This week Apple faces two significant tablet challengers. The first is Microsoft, which is releasing its long-awaited Surface tablet on Friday. The second is… itself.
Yesterday, amidst the anticipation for the Surface and strong sales for the Kindle Fire, Apple announced a slew of new devices, the $329 iPad Mini the most intriguing among them.
The mobile era has been defined by Apple: iPod, iPhone, iPad, you know the drill. Apple ascended largely unchallenged, facing only a few stunned and weak rivals. By the time it got to tablets in 2010, Apple benefited from an unspeakably large pent-up demand for a device nobody had been clamoring for. Since then it’s sold more than 100 million iPads.
The market has matured in only two years. As Apple got wealthier, the competition got wiser. Unable to counter Apple in the larger tablet space, it started to produce smaller tablets that didn’t compromise on functionality (though, admittedly, they did on apps), some undercutting Apple’s price by 60 percent.

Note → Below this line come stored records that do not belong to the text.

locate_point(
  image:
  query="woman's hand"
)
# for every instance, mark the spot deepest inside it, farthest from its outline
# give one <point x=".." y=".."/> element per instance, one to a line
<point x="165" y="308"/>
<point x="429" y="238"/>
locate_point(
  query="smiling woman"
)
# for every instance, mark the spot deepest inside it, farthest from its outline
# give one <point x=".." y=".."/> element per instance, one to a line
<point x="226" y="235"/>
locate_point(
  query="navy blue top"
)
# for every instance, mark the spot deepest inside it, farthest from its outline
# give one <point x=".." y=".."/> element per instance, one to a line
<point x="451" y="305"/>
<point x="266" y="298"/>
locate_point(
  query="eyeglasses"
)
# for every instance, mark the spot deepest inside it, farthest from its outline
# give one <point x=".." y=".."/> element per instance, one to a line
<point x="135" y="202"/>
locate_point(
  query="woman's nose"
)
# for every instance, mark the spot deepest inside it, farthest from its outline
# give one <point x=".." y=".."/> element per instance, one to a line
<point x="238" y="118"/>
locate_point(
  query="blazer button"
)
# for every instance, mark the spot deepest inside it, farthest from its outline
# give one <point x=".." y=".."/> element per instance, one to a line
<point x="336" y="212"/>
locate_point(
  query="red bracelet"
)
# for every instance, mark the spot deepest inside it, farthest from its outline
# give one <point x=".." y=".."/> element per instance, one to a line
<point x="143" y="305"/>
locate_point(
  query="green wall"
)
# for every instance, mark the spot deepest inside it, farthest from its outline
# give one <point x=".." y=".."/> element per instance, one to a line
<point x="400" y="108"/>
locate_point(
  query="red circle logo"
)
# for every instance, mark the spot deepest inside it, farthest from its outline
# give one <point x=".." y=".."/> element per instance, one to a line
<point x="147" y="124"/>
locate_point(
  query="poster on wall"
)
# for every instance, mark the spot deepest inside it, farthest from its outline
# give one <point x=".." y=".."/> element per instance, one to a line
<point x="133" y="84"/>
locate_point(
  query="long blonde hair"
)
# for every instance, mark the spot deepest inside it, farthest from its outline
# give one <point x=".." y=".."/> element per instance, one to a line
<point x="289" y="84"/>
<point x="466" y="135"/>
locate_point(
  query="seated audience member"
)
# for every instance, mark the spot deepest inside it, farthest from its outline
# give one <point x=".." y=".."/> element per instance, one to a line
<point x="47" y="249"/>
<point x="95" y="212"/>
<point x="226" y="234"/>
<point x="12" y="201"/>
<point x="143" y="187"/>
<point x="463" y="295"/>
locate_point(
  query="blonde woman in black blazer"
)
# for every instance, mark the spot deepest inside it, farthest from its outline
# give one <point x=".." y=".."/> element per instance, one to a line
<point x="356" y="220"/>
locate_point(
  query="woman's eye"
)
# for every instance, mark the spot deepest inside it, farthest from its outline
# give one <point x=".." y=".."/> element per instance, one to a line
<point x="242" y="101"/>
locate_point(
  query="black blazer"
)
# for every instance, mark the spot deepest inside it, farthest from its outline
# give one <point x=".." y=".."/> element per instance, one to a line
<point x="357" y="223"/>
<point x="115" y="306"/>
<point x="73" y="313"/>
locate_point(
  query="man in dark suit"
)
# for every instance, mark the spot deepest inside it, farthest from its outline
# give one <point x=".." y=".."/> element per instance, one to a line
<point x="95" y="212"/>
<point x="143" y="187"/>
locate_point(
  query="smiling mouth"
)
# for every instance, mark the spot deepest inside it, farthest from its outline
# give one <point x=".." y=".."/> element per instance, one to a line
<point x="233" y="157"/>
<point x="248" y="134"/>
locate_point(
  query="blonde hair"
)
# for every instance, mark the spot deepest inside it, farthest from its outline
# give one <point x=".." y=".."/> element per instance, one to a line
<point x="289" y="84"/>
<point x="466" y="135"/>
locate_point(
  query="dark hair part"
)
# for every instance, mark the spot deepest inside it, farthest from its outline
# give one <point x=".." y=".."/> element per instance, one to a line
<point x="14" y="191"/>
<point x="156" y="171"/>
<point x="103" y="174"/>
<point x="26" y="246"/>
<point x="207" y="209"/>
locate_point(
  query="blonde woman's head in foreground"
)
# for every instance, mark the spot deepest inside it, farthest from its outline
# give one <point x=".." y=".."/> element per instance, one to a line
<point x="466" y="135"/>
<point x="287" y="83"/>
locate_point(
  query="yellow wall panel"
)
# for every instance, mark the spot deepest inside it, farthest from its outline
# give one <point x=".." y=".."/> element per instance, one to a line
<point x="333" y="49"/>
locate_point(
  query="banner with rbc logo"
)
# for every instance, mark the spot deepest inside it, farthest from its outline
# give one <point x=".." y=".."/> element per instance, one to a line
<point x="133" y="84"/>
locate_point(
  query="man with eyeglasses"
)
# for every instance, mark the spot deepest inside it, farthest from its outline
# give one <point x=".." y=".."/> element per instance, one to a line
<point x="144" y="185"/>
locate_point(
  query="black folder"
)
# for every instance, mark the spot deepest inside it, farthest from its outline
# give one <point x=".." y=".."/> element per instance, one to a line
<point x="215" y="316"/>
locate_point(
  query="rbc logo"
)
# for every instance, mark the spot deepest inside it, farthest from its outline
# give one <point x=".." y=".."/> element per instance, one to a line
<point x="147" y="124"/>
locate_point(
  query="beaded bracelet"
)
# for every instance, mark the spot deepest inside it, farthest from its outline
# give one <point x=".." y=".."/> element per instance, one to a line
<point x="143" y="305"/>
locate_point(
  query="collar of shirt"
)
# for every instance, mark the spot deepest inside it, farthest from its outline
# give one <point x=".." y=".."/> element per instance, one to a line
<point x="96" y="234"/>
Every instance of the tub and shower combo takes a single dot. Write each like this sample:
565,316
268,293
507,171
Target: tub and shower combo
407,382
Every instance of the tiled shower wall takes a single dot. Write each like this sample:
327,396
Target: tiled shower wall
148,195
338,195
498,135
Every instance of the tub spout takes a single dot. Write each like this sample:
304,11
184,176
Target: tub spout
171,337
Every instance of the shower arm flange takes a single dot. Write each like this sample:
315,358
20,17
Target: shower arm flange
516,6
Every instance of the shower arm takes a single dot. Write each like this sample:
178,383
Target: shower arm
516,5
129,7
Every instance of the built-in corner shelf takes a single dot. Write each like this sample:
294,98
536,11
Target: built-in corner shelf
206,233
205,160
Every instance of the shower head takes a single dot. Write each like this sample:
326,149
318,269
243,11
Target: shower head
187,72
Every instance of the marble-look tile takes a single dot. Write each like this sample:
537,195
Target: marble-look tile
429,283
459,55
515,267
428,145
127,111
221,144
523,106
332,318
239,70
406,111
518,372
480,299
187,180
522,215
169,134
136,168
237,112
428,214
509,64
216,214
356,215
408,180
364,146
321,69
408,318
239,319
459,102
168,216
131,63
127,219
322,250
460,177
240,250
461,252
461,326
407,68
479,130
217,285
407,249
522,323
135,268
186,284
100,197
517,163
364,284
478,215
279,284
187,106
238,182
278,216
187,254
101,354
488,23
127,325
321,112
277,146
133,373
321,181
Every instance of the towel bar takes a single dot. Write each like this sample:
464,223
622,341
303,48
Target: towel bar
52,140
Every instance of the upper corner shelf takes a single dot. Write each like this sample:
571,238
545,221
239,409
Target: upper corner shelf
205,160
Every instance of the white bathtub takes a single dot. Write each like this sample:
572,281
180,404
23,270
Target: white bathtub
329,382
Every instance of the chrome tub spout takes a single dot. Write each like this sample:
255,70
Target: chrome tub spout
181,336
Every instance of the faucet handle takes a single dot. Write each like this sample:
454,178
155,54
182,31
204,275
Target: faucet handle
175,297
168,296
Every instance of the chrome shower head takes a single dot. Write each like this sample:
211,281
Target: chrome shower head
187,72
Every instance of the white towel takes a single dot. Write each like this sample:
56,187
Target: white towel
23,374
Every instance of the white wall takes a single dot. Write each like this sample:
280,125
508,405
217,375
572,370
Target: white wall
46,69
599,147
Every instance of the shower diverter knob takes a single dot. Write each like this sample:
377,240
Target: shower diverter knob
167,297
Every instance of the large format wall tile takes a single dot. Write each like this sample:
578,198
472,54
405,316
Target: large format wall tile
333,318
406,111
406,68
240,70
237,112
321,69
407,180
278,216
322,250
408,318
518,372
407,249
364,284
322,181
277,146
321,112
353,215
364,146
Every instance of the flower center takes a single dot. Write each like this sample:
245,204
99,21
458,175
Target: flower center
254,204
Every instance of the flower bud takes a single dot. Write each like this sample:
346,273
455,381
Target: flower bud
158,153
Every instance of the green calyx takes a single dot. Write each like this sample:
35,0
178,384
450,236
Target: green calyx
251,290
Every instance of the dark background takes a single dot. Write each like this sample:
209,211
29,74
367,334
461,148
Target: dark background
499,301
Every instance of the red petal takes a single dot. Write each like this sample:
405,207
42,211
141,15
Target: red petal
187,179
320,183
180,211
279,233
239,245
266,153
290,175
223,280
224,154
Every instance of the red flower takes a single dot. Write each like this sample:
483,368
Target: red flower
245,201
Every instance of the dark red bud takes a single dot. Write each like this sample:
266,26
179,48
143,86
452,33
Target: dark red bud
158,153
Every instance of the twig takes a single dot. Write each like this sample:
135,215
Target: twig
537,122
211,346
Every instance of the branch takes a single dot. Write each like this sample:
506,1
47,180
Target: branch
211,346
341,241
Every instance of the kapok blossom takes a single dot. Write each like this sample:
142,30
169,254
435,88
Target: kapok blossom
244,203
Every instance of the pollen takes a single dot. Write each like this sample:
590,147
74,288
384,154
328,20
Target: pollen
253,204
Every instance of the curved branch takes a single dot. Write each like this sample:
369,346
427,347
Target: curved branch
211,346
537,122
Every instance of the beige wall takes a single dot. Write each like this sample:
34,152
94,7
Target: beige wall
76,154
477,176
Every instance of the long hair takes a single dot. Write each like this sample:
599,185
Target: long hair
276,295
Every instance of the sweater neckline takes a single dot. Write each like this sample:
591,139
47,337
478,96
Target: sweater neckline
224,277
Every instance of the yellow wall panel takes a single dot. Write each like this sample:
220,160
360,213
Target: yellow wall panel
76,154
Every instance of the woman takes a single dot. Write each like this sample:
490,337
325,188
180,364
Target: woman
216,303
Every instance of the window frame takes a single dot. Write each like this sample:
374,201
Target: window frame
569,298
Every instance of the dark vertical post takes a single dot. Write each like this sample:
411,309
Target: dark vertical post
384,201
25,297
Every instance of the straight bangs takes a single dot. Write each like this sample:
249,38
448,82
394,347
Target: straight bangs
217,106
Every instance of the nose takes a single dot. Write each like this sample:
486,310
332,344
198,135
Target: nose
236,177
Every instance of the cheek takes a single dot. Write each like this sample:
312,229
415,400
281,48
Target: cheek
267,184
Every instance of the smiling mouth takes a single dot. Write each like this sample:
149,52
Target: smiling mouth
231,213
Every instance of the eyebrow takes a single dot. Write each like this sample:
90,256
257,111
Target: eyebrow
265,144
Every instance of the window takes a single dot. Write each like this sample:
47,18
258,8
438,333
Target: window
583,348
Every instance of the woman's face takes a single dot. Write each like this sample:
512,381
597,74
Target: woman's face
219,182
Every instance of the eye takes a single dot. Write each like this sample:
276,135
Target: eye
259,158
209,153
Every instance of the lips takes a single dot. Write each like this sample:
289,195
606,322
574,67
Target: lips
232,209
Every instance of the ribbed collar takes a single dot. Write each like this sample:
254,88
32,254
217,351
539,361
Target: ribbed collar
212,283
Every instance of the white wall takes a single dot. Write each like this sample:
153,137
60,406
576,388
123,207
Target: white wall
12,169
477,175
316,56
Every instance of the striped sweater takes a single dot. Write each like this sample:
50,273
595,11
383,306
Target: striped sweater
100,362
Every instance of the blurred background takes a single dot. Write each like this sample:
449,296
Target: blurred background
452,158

With that success proven — Amazon claims 22 percent for the Fire HD alone — Apple’s competitors started to move in on Apple’s territory — larger tablets. Amazon released the first Fire version 13 months ago, and now comes Microsoft’s Surface. Pre-orders are said to be brisk, but it will take a while to gauge traction. The device is light and portable and solves the one niggling criticism many still have about the iPad: Surface includes a physical keyboard that is cleverly incorporated into the cover. So while the device is a tablet it also doubles as a very small notebook. Not a bad trick.